My best explanation for it is, once you get to the cutting edge of a field, it’s only once you’re there, that you can peer ahead into to what the systems biologist, Stuart Kauffman calls ‘the adjacent possible’. Where you see the new possible configurations of the current cutting edge ideas. It’s in that space that the really cool missions, the really cool innovations, the really cool new ideas, come from.
If you don’t get to the cutting edge, first, you’re not going to be able to identify a practical mission – something that you can reasonably probably build your working life around. There are a lot of exceptions but for the most part, it goes back to this notion as you’ve got to start with the craftsmanship or apprenticeship phase.
It’s just another example of where, when it comes to really loving your working life, we got to change this idea that it’s all about figuring stuff out in advance and then acting on it. It’s almost always action. The action leads to the insights and developments and the satisfaction.
Dan: When you’re exposed to your work, I think for me, at least, one of the clear … you kind of like tasked at the end of the day. ‘Cause you buy into what you’re saying as like, “All right. This guy is right.” It’s like, “Now, I got to work really hard and intensely. That’s what he’s putting on my doorstep, here.” I don’t think it’s that strange then, is that a lot of the posts on your blog are about productivity. There’s this part in ‘Deep Work’ where one of your friends describes, and I have never said this word out loud, only a few times, eudaimonia? eudaimonia-
Dan: … eudaimonia machine.
Dan: This word is interesting because, I think, it captures a lot more than the word “happiness”. The idea is that it’s a flourishing person. Not just someone who’s happy or satisfied. Can you describe to me the ‘eudaimonia machine’?
Cal: Yes. I mean, eudaimonia goes back to Aristotle; essentially the Greek notion of what you were trying to do with all of this thinking about how to live is you wanted a life and when you were flourishing as a human. You were living up to the potential of a human being. Therefore, have this flourishing life.
Which, by the way, is a quite a different idea than our sort of modern notion that the key is to find this thing you love to do and match that to your work. I say that only to emphasize – and just to digress briefly – is that when I did research on ‘follow your passion’, people thought it was a timeless piece of advice but the phrase doesn’t show up in the printed English language in the contact and career advice til the late 1980s. It’s a very new concept.
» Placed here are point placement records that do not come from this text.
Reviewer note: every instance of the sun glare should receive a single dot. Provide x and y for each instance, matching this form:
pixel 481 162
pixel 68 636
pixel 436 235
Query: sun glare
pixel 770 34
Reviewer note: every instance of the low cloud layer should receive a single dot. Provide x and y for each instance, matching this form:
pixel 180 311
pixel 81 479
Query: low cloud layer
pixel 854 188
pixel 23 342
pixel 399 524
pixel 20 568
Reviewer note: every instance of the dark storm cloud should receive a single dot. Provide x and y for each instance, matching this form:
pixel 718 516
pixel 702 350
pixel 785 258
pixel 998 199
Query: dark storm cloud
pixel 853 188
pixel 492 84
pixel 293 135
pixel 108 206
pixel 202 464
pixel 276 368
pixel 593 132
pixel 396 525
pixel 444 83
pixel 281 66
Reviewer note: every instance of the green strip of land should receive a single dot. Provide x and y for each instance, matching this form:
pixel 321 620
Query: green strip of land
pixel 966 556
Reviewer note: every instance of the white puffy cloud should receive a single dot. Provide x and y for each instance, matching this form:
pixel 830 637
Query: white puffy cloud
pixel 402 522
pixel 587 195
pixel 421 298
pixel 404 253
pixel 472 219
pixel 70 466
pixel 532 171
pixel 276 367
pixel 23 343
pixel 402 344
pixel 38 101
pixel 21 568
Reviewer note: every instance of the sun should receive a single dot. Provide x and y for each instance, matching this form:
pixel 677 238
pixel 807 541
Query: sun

The old concepts that go back to Aristotle and the Greeks at eudaimonia, the stuff that’s been around for thousands of years is actually quite different. It’s not about what do you want to do. What’s the best match for you? What’s going to make you happy? It’s how can you make the most of your potential as human being and feel like you’re really flourishing on all the potentials.
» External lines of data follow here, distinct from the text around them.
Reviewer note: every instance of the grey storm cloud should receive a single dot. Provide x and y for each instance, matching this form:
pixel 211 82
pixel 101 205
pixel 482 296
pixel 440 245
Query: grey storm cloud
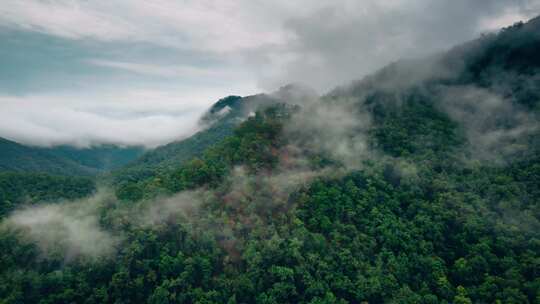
pixel 140 72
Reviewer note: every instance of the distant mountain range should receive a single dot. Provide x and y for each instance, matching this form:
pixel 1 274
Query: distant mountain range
pixel 64 160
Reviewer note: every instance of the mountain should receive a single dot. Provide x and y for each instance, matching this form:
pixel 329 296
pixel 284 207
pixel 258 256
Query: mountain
pixel 216 124
pixel 63 160
pixel 417 184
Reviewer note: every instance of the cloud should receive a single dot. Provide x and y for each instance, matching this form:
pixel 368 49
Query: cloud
pixel 148 118
pixel 496 128
pixel 59 54
pixel 346 40
pixel 71 229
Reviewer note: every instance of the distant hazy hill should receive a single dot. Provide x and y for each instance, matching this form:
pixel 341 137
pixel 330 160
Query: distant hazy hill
pixel 217 123
pixel 417 184
pixel 63 160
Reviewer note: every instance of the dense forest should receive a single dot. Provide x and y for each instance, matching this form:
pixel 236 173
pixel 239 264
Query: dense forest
pixel 417 184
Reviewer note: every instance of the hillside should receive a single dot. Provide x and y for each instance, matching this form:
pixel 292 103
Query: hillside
pixel 63 160
pixel 417 184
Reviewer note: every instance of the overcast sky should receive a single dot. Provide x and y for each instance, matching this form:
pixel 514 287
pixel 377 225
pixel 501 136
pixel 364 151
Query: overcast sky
pixel 142 71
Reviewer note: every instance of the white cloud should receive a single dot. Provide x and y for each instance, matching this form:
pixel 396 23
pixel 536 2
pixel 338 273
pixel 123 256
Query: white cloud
pixel 143 117
pixel 213 48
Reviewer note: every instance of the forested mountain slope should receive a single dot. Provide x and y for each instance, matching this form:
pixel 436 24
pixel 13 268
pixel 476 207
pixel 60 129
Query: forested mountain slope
pixel 63 160
pixel 418 184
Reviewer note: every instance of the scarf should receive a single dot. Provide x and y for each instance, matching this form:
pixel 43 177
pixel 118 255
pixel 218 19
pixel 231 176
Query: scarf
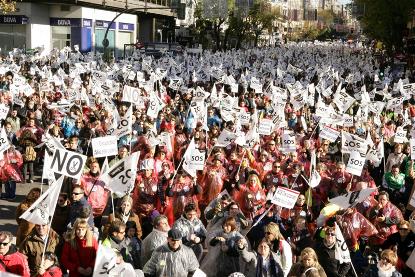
pixel 388 273
pixel 270 266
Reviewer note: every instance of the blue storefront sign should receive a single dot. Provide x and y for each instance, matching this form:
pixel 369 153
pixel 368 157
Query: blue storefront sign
pixel 81 32
pixel 104 24
pixel 13 19
pixel 125 26
pixel 71 22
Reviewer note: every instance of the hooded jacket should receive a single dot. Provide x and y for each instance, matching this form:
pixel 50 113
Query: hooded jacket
pixel 14 262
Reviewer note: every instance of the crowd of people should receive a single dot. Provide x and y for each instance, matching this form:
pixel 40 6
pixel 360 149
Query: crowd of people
pixel 241 109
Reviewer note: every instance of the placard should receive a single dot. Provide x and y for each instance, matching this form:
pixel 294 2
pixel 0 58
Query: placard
pixel 104 146
pixel 356 163
pixel 285 197
pixel 68 163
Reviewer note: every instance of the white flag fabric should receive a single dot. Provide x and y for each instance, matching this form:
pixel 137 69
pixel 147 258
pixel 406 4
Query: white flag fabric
pixel 105 261
pixel 41 212
pixel 342 253
pixel 329 134
pixel 353 143
pixel 4 141
pixel 315 179
pixel 352 198
pixel 120 177
pixel 225 138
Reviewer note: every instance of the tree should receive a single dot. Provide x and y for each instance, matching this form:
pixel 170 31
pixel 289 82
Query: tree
pixel 386 20
pixel 7 6
pixel 261 17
eudaimonia is probably the right thing, in some sense, to have in mind. Much more so than: there’s something out there that I’m wired for and if I do that, I’ll love it. And, where can I get mine?
The ‘eudaimonia’ machine was an idea that an architect friend of mine had. Where basically he was envisioning a workplace that was a linear series of rooms you went through. That prepared you for the last room, which was a completely soundproofed, enclosed space, in which, you just thought deeply about something very important in your professional life. It funneled you towards deep, contemplative, high-value cognitive work, as “this is what is going to lead to eudaimonia in our current age”. It’s so different how most people organize their lives or organize their professional lives that I love the concept.